In aansluiting aan de beide
fundamenten van de Spinozistische denkwijze: ontvouwing van de wereld uit God
enerzijds, ontwikkeling van 's mensen inzicht in wereld en leven in verband tot God
anderzijds, is het probleem 'geest en lichaam' verdeeld in 'Geest en Lichaam in de
goddelijke Wereldorde' en 'De Mens als Geest en Lichaam', waarbij nader wordt
onderscheiden tussen 'De Mens als individuele bepaaldheid van Geest en Lichaam' en,'s
Mensen Geest, bevrijd van het individuele, en zijn verhouding tot het Lichaam'. Geest en lichaam als eindige
openbaringsvormen Gods. 's Mensen geest is een deel van het
'oneindig Verstand' Gods (de goddelijke Rede). Het wezen van de mens, voor zover hij
denkt, is een openbaringswijze van het goddelijke Denken. Van de menselijke geest bestaat in
God een idee. Alles beweegt zich in God. Geest en lichaam als eenheid in de
goddelijke oneindigheid. Het goddelijk Denken en de goddelijke
Aanschouwing maken een en hetzelfde goddelijk Wezen uit, dat zich openbaart zowel in het
ene als in het andere wezenskenmerk. Geest en lichaam zijn een en
hetzelfde wezen, dat hetzij als openbaringswijze van het goddelijk Denken, hetzij als
openbaringswijze van de goddelijke Aanschouwing begrepen wordt.

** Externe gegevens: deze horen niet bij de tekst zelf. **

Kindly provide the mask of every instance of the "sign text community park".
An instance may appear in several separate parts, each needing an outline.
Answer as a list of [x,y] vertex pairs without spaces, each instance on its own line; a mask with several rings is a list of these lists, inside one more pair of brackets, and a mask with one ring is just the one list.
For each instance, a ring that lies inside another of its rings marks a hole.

Geest en lichaam in het goddelijke
zelfbewustzijn onderscheiden in de goddelijke wezenskenmerken van denken en aanschouwing. Het begrip van Gods wezenskenmerken
heeft God zelf tot grond, voor zover hij Bewustzijn is. Denken is een goddelijk
wezenskenmerk. Aanschouwing is een goddelijk
wezenskenmerk. Eenheid van de geestelijke natuur
in God. In de natuur is een oneindige
Denkkracht(goddelijke Rede), die, voor zover zij oneindig is, de gehele natuur als idee
omvat. Eenheid van de lichamelijke natuur
in God. De gehele natuur is een eenheid,
welke delen, de lichamen, zich oneindig wijzigen zonder dat de eenheid zelve verandert. De mens als geest en lichaam. De mens kan geen andere
verschijnselen gewaarworden of begrijpen dan lichamen en openbaringswijzen van denken (ideeën). De mens denkt. Het lichaam kan de geest niet tot denken, noch kan de geest het lichaam tot beweging of rust bepalen.